March 1 2015 Latest news:
Sunday, July 27, 2014
It didn’t sell when it was first exhibited.
But today The Hay Wain is one of the nation’s best-loved treasures.
An iconic image of England, the painting by John Constable was inspired by the landscape in which he grew up.
Much of Flatford - the hamlet which inspired Constable to paint some of his most famous works - is today a National Trust property with various buildings, a café, a Constable exhibition and 550 acres of the Dedham Vale.
Between 250,000 and 300,000 people a year visit Flatford with many taking walks in the surrounding countryside and along the River Stour.
Simon Peachy, visitors’ service team leader, has developed an interest and knowledge in Constable’s work.
He said: “Constable was here because his family lived in East Bergholt and his father owned Flatford Mill. He was a wealthy merchant not only involved in milling but also grain transport along the river.
“John Constable grew up in this area and knew the area well. He was inspired by what he saw which inspired his paintings.”
The artist would have made hundreds of sketches and drawings of the countryside and everyday scenes in the area.
Simon said: “The painting made quite an impression when it was first shown but it didn’t sell. It was shown in Paris where it was received very well and I think the French were the first to see it as a romantic view of English country life.”
The painting entered the national collection in about 1860.
Simon added: “The painting fitted in with nostalgia at the time for the pre-industrial English landscape. It also came into the public consciousness just as prints were being made more widely available. Suddenly The Hay Wain becomes this iconic image and it is still very popular. People recognise it and it is very familiar.
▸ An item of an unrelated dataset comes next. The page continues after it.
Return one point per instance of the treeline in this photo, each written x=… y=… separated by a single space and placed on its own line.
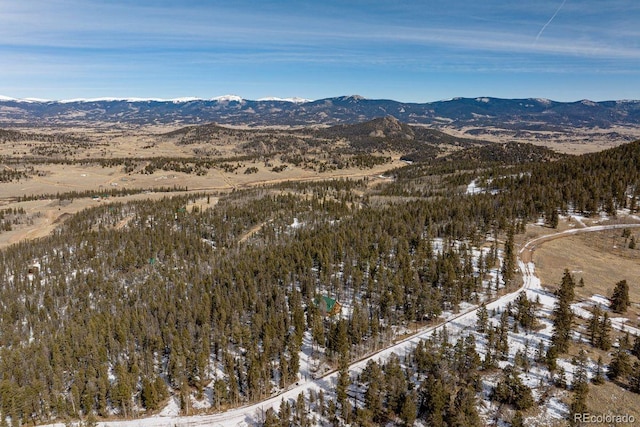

In the contemporary art world it has been looked a little down upon in recent years but if you look at it in its context it is an amazing painting.”
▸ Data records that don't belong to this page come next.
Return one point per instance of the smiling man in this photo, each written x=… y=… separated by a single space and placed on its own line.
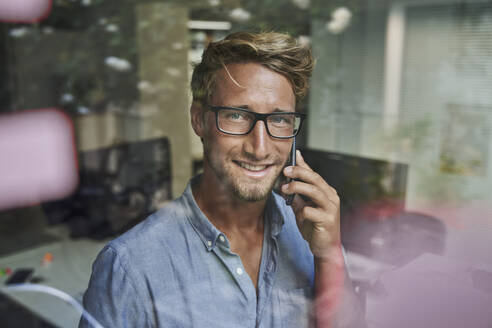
x=229 y=252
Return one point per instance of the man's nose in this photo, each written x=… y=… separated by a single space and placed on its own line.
x=257 y=141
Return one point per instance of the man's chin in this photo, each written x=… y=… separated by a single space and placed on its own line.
x=253 y=192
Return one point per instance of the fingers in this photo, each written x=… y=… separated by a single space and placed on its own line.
x=303 y=172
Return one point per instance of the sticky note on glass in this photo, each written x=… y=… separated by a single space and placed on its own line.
x=38 y=159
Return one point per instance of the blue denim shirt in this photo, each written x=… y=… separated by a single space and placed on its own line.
x=175 y=269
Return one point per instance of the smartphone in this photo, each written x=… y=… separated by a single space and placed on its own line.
x=290 y=198
x=20 y=276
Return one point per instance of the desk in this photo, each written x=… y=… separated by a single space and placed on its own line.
x=70 y=272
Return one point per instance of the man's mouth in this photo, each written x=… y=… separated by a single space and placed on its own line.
x=253 y=167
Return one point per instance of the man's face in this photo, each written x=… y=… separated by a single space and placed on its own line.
x=246 y=165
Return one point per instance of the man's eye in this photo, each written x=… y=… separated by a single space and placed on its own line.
x=283 y=120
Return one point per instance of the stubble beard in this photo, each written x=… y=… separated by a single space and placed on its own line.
x=250 y=191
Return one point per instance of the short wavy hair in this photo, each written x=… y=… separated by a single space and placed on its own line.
x=279 y=52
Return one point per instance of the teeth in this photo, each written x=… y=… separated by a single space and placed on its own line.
x=252 y=167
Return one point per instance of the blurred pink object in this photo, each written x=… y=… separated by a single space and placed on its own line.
x=24 y=11
x=37 y=157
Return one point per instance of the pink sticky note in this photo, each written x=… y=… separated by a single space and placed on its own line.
x=24 y=11
x=37 y=157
Representing a hay cart in a body of water on a summer’s day, The Hay Wain is depicted in what was, in fact, a tail race and mill pond.
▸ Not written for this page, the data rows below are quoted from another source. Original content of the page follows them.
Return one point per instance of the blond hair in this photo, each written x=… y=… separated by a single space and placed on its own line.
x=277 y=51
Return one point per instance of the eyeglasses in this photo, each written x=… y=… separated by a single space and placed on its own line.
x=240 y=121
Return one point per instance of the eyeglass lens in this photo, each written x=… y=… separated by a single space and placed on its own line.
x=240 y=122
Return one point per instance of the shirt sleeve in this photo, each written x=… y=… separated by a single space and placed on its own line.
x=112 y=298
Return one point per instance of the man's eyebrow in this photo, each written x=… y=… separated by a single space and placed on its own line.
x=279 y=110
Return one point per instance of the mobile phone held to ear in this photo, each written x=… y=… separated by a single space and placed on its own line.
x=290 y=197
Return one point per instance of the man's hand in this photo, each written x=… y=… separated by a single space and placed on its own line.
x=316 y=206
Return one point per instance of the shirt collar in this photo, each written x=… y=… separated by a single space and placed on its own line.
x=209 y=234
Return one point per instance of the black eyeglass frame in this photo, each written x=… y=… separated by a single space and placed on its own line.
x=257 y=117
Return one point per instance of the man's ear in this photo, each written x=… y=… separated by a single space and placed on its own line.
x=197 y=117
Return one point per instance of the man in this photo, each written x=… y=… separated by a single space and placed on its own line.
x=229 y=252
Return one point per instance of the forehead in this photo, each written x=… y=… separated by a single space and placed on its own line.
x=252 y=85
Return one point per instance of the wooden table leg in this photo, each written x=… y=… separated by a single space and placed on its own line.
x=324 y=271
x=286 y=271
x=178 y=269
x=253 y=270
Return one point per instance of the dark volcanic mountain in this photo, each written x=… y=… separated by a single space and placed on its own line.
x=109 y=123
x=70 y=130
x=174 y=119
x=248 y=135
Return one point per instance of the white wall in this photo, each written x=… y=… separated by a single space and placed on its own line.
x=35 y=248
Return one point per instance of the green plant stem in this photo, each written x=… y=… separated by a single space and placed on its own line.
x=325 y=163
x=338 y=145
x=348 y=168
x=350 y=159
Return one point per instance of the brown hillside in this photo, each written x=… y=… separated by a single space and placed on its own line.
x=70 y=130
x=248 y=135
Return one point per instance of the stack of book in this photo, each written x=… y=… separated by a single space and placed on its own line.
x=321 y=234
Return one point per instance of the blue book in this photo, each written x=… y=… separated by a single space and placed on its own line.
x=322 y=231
Simon said: “The eye is drawn into the painting and across to the fields on the other side of the water. There is some debate as to why the hay wain is in the water but they are probably watering the horses.
“Constable does indulge in some artistic licence – surveying the scene today the length of the roof of Willy Lott’s cottage is too short, the water may well have been too deep and the little culvert on the opposite bank was probably never there. The bread oven has gone while the stunning cloudscape remains stunning on a summer’s morning.”
David Piper, the trust’s head ranger for North Essex and South Suffolk, said the trust aims to preserve the original scenes around Flatford to ensure they are recognisable to visitors.
He said: “The view has changed over the years, the vegetation has grown up, the bank opposite has been raised due to flood defences, the tail race needs to be dredged or it would choke up with reed mace.
“We do what we can to keep the open view in the middle and though it is recognisable it is not exact. The aim is not to fossilize the past, we are managing a living landscape.”
Tim McGregor, property operations manager, said visitors fall into three main categories – Constable fans, countryside and wildlife fans, and those who come to enjoy the green space, walking and boating.
He added: “The great thing is the extensive footpath network soaks up the visitor numbers really well.
“The area is a beautiful part of the country and it is also the area which inspired Constable, it is still inspiring people to this day.”